#Mali : Pr Amadou Keïta, ministre des Mines : «L’objectif final est que tout l’or produit sur le territoire du Mali soit raffiné au Mali»

Les chantiers de réformes dans le secteur des mines avancent. Plusieurs entreprises minières s’apprêtent à migrer vers le code de 2023 et elles s’engagent toutes à appliquer les mesures du contenu local. Aussi, notre dispositif se renforce-t-il avec la perspective de création d’une brigade spéciale des mines et d’un commissariat chargé des activités minières. Ces informations sont données par le ministre des Mines, Pr Amadou Keïta, dans cette interview exclusive

Publié lundi 30 septembre 2024 à 17:42
#Mali : Pr Amadou Keïta, ministre des Mines : «L’objectif final est que tout l’or produit sur le territoire du Mali soit raffiné au Mali»
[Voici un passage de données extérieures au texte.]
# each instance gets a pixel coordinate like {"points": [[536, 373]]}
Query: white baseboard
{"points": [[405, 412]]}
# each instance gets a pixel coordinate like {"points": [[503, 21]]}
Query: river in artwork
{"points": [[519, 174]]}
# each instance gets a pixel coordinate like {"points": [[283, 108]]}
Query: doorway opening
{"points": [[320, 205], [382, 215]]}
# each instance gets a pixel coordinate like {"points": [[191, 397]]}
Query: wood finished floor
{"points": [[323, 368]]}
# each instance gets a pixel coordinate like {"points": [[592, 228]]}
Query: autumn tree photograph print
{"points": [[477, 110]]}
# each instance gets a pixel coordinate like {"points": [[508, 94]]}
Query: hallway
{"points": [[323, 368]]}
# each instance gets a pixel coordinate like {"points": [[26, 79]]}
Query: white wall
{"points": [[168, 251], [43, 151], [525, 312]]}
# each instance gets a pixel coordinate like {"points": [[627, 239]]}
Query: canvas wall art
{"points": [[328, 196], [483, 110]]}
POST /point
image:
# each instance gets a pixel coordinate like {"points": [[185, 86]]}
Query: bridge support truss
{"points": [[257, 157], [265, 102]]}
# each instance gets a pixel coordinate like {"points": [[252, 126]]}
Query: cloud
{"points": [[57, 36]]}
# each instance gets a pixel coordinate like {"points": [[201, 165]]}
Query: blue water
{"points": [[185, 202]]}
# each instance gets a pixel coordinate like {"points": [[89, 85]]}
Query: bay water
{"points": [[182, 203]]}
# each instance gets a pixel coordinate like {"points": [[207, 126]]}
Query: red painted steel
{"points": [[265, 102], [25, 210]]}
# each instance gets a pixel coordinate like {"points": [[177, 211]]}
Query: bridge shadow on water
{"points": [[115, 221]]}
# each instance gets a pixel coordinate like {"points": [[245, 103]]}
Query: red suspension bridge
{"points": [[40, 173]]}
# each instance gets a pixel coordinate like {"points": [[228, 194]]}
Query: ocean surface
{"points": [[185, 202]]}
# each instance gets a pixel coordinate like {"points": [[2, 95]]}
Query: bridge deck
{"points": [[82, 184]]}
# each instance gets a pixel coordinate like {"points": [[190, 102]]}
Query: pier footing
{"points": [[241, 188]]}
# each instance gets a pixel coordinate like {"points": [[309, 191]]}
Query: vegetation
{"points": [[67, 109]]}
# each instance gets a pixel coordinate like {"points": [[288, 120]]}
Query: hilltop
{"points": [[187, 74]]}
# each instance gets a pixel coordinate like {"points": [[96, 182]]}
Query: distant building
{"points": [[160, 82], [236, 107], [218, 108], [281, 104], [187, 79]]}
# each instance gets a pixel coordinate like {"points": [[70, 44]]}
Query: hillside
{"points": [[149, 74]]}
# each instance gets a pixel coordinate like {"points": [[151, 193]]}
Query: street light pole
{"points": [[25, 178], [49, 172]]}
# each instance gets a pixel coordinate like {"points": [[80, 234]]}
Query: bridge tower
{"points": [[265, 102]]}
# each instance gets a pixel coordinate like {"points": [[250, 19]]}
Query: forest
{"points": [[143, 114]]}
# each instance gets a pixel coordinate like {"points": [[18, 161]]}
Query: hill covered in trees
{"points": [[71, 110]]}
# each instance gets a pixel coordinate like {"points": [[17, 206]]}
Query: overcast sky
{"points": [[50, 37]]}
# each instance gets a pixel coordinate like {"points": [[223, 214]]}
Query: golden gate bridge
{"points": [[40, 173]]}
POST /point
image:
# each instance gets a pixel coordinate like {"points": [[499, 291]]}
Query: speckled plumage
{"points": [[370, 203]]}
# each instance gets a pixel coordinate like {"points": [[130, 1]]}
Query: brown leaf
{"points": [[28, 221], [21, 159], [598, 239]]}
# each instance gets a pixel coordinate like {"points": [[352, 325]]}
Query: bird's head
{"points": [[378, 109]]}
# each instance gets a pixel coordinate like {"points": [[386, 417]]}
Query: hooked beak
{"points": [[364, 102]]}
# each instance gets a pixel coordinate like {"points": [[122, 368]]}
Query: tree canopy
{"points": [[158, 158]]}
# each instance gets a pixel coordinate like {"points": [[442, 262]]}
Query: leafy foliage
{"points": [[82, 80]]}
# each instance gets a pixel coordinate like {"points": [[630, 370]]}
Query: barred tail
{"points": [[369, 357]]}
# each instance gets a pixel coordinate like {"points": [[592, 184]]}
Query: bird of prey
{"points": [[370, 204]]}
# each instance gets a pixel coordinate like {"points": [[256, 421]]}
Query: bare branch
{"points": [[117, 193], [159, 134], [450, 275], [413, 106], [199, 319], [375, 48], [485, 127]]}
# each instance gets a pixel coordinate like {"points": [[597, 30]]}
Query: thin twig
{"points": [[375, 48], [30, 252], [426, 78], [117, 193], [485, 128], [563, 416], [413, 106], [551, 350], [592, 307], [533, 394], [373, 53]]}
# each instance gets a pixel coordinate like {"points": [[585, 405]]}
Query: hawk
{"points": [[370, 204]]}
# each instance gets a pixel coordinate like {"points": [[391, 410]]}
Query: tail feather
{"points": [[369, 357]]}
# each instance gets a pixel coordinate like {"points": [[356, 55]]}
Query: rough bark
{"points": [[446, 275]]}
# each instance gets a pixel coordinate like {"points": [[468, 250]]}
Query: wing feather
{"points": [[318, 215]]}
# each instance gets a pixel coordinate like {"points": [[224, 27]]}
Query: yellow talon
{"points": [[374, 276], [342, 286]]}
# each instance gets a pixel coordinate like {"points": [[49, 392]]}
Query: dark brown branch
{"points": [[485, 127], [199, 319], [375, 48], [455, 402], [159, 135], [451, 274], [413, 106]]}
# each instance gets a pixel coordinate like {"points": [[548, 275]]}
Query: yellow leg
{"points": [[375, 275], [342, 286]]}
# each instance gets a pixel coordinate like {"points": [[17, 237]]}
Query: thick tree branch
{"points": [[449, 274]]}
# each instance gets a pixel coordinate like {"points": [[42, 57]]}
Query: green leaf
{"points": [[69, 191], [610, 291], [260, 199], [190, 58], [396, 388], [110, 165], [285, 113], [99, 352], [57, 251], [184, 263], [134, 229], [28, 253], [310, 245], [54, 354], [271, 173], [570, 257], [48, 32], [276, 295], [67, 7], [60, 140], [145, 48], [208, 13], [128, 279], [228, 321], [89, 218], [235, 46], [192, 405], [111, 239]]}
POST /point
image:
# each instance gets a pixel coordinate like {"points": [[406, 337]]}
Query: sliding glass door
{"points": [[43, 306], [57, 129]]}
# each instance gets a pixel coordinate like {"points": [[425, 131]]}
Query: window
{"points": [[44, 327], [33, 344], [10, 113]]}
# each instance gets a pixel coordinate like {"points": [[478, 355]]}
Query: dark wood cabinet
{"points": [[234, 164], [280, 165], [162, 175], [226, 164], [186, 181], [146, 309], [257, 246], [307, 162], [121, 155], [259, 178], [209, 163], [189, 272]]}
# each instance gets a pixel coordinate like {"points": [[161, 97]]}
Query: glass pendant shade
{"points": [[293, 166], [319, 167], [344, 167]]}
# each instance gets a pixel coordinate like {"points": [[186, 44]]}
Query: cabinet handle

L’Essor : Que peut-on retenir de la mise en œuvre du nouveau code minier et de la loi sur le contenu local, une année après leur adoption ?

Pr Amadou Keïta : Notre pays a pris l’option en 2023 d’adopter un nouveau code minier et, pour la première fois de notre histoire, une loi relative au contenu local. Ce sont là des réformes majeures qui s’inscrivent dans une vision globale de la refondation de notre État. Ces deux textes sont l’émanation d’une aspiration forte du peuple malien exprimée lors des Assises nationales de la Refondation et ont été conçus pour apporter une nouvelle perspective malienne à la gestion des ressources minérales.

C’est donc une réforme qui suscite beaucoup d’espoir et qui nous engage, en tant qu’administration en charge des Mines, à travailler à leur applicabilité. C’est dans ce sens qu’en juillet 2024, les décrets d’application du Code minier et de la loi relative au contenu local dans le secteur minier ont été adoptés. C’est dire qu’il n’est pas venu le temps de tirer un bilan de la mise en œuvre de ces nouvelles dispositions, mais que nous avons espoir que lorsqu’ils seront appliqués dans leur amplitude, le Mali pourra s’enorgueillir d’un secteur minier totalement intégré à l’économie nationale et capable d’impulser le développement.

Il faut, cependant, souligner la convergence de vue avec l’ensemble des acteurs du secteur minier. En effet, plusieurs entreprises minières, après des négociations, s’apprêtent à migrer sur le code de 2023 et elles s’engagent toutes à appliquer les mesures du contenu local.

 

L’Essor : Aux yeux de nombreux Maliens, la Société de recherche et d’exploitation des ressources minérales du Mali (Sorem) connaît un démarrage timide. Que faut-il aujourd’hui pour rendre cette structure véritablement opérationnelle ?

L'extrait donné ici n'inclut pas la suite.